A Home in Dark Grass by Robert Bly
Fretting again. Throwing clothes in my luggage again. Unearthing then refolding, then unearthing them again. Wondering which books to bring. Why I’m bringing them in the first place. What the hell am I doing, leaving again.
I’m trying to find my home, maybe. Myself. And isn’t that the grandest and most pathetic cliché of all. But isn’t that what we are all doing anyway. Trying to see if our roots have dug deep here, or somewhere else.

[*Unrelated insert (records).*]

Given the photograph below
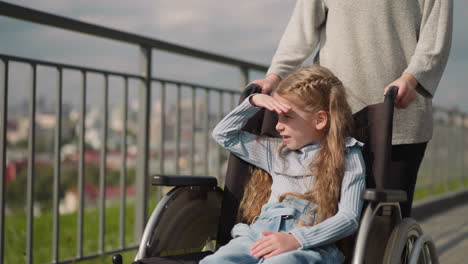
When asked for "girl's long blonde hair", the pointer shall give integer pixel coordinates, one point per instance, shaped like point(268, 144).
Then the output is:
point(313, 89)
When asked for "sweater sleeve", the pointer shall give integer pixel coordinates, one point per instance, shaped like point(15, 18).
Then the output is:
point(249, 147)
point(346, 220)
point(300, 38)
point(433, 48)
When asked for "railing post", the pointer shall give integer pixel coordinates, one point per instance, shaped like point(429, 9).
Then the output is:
point(141, 180)
point(3, 143)
point(244, 76)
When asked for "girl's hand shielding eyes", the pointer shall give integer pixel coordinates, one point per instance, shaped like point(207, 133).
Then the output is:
point(270, 103)
point(274, 243)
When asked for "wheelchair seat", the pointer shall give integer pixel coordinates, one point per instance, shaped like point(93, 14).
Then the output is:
point(196, 217)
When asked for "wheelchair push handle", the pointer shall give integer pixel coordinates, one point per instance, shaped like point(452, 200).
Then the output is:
point(391, 94)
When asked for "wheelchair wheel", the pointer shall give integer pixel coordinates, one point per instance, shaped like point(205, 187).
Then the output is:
point(402, 242)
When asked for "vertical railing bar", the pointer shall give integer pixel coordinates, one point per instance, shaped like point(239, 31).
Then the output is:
point(31, 163)
point(123, 172)
point(103, 165)
point(206, 130)
point(220, 149)
point(233, 101)
point(432, 160)
point(244, 76)
point(81, 168)
point(141, 181)
point(177, 129)
point(163, 124)
point(463, 133)
point(192, 141)
point(3, 129)
point(57, 167)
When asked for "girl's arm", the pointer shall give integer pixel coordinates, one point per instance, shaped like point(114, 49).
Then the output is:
point(249, 147)
point(346, 220)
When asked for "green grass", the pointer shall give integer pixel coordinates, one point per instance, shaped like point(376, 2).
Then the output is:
point(15, 233)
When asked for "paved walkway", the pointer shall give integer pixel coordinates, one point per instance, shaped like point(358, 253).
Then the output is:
point(449, 230)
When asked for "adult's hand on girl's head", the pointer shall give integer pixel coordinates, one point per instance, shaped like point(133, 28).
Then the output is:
point(269, 83)
point(270, 103)
point(274, 243)
point(406, 90)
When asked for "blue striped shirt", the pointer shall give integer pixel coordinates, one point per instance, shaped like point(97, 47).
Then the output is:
point(290, 173)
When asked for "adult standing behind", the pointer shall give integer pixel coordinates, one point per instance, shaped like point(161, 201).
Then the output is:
point(371, 45)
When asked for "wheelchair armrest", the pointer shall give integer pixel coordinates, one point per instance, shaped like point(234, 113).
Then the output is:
point(384, 195)
point(181, 180)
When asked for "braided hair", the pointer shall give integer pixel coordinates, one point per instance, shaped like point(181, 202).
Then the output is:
point(312, 88)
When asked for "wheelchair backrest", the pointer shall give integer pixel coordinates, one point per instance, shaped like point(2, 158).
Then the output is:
point(373, 127)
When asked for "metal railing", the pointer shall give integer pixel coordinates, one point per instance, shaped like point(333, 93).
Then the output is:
point(444, 163)
point(147, 85)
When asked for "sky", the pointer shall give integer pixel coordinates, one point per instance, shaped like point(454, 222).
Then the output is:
point(243, 29)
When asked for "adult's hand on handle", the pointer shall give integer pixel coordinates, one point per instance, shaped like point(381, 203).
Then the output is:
point(406, 90)
point(269, 83)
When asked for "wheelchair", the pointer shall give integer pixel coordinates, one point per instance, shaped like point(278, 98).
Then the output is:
point(195, 218)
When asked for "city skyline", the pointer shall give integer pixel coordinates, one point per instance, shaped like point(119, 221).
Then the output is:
point(247, 30)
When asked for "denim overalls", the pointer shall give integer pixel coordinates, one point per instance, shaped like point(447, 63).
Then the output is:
point(275, 217)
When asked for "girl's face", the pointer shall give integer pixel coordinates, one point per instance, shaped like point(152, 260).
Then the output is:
point(299, 128)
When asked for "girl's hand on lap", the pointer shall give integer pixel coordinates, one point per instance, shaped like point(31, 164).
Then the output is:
point(274, 243)
point(270, 103)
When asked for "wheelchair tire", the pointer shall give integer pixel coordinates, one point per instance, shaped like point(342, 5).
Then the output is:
point(401, 242)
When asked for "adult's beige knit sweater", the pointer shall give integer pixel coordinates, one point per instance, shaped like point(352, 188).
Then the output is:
point(370, 43)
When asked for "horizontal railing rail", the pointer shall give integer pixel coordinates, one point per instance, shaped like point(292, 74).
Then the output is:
point(39, 17)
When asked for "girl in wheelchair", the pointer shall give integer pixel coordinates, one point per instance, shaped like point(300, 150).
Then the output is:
point(317, 174)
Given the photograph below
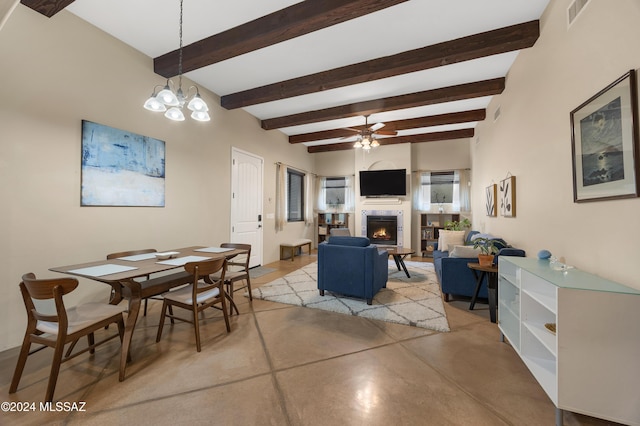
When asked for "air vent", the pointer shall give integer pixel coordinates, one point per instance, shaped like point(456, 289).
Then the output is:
point(574, 10)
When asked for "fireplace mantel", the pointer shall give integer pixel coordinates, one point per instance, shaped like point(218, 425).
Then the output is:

And if it’s somewhere else, aren’t we meant to find it?
A Home in Dark Grass
In the deep fall, the body awakes,
And we find lions on the seashore—
Nothing to fear.
The wind rises, the water is born,
Spreading white tomb-clothes on a rocky shore,
Drawing us up
From the bed of the land.
We did not come to remain whole.
We came to lose our leaves like the trees,
The trees that are broken
And start again, drawing up on great roots;
Like mad poets captured by the Moors,
Men who live out
A second life.
That we should learn of poverty and rags,
That we should taste the weed of Dillinger,
And swim in the sea,
Not always walking on dry land,
And, dancing, find in the trees a saviour,
A home in the dark grass,
And nourishment in death.
What a sweet poem.
And a powerful comment to accompany it, or does the poem accompany the comment? No matter. It is all sweet.
Thank you kindly, Barbara. I hope you find more poems in this space that will fill your heart.